Bei Swiss hat man vom drohenden Protest der Kreditkartenfirmen noch nichts gehört. «Wir haben keine Kenntnis von dem von Ihnen beschriebenen Vorgang», heisst es bei Swiss. Die Airline macht zudem geltend, dass für sie höhere Kosten als bei anderen Händlern anfallen würden. Zwar habe auch Swiss von tieferen Kosten profitiert, habe diese aber bereits an die Passagiere weitergegeben. Per 1. August ist der Kreditkartenaufschlag bei Swiss von 1,65 auf 1,5 Prozent gesunken.
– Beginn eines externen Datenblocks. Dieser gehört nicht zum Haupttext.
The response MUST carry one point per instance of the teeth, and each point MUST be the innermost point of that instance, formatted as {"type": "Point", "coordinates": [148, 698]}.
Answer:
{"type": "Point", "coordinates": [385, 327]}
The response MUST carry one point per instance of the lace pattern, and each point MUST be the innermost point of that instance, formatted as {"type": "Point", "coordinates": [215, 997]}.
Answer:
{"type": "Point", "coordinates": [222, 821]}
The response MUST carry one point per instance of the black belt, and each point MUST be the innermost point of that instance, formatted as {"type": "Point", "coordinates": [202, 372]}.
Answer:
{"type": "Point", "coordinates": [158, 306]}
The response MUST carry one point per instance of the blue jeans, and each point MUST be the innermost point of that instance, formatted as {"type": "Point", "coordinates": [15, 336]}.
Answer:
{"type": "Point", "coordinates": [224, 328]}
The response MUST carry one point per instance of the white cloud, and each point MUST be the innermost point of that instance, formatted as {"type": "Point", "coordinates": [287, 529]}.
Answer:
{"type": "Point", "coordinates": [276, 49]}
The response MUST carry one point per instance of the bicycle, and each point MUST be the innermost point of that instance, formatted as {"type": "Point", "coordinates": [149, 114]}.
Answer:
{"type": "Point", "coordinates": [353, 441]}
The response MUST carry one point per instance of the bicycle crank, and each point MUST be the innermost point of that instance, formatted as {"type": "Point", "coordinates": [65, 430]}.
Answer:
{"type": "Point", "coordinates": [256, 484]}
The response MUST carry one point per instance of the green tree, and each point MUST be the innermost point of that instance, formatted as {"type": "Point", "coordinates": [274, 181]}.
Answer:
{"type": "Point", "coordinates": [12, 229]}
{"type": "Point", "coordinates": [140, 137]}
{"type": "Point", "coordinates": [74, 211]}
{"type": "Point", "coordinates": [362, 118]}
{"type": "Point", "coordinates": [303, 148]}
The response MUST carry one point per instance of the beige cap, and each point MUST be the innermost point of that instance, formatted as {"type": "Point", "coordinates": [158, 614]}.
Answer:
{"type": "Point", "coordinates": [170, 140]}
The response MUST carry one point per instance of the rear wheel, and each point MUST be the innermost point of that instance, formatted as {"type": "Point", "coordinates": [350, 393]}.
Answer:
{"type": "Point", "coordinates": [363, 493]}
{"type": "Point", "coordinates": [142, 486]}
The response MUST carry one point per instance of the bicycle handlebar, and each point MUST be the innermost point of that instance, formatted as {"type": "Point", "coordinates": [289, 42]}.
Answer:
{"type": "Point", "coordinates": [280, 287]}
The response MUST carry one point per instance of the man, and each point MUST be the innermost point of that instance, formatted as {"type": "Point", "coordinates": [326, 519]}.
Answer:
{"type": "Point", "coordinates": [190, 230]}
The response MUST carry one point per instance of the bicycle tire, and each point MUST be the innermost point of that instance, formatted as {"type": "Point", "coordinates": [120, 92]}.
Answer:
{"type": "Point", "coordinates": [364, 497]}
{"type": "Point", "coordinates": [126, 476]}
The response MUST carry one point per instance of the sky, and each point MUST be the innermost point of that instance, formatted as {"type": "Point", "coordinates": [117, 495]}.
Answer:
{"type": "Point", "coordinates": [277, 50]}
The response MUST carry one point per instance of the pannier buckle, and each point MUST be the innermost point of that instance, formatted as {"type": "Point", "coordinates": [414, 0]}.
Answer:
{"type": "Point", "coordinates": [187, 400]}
Kunden können Aufschläge einfordern

Kunden können schon seit einiger Zeit die Zuschläge bei ihrer Bank zurückfordern. Auf Anfrage weisen die Schweizer Kreditkartenanbieter und Banken ihre Kunden darauf hin, dass sie nicht auf den Aufschlägen sitzen bleiben müssen. «Unsere Kunden können via Charge-back-Verfahren die Kreditkartenaufschläge zurückverlangen», so eine UBS-Sprecherin. Die Kunden füllen ein Formular aus und erhalten den Aufschlag in der Regel zurückerstattet. Die Banken können dann entscheiden, ob sie die Kosten selbst tragen oder die Forderung an Mastercard und Visa weiterleiten.

Geben sie die Kosten weiter, hoffen sie, dass die grossen Kreditkartenfirmen gegen die Unternehmen vorgehen, welche den Aufschlag verlangen. So soll der Druck steigen, dass diese die Gebühr abschaffen. Kartenanbieter wie Viseca beginnen nun damit, die Rückforderungsbegehren der Kunden auszuwerten, und suchen besonders stossende Fälle, die sie an Visa und Mastercard weiterleiten können.

Den Zuschlag erheben auch viele Quartierläden. Sie stehen nicht im Fokus der Kartenanbieter. Kleine Händler, welche heute einen Zuschlag für Kreditkartenzahlungen erheben, sollen bei Mastercard und Visa nicht gemeldet werden. Ihnen rät Viseca-Mann Weber, ihren Zahlungsdienstleister zu kontaktieren oder Konkurrenzofferten einzuholen. Oftmals liessen sich die Gebühren so senken. Dann sei für sie die Kreditkarte im Schnitt nicht mehr teurer als Bargeld.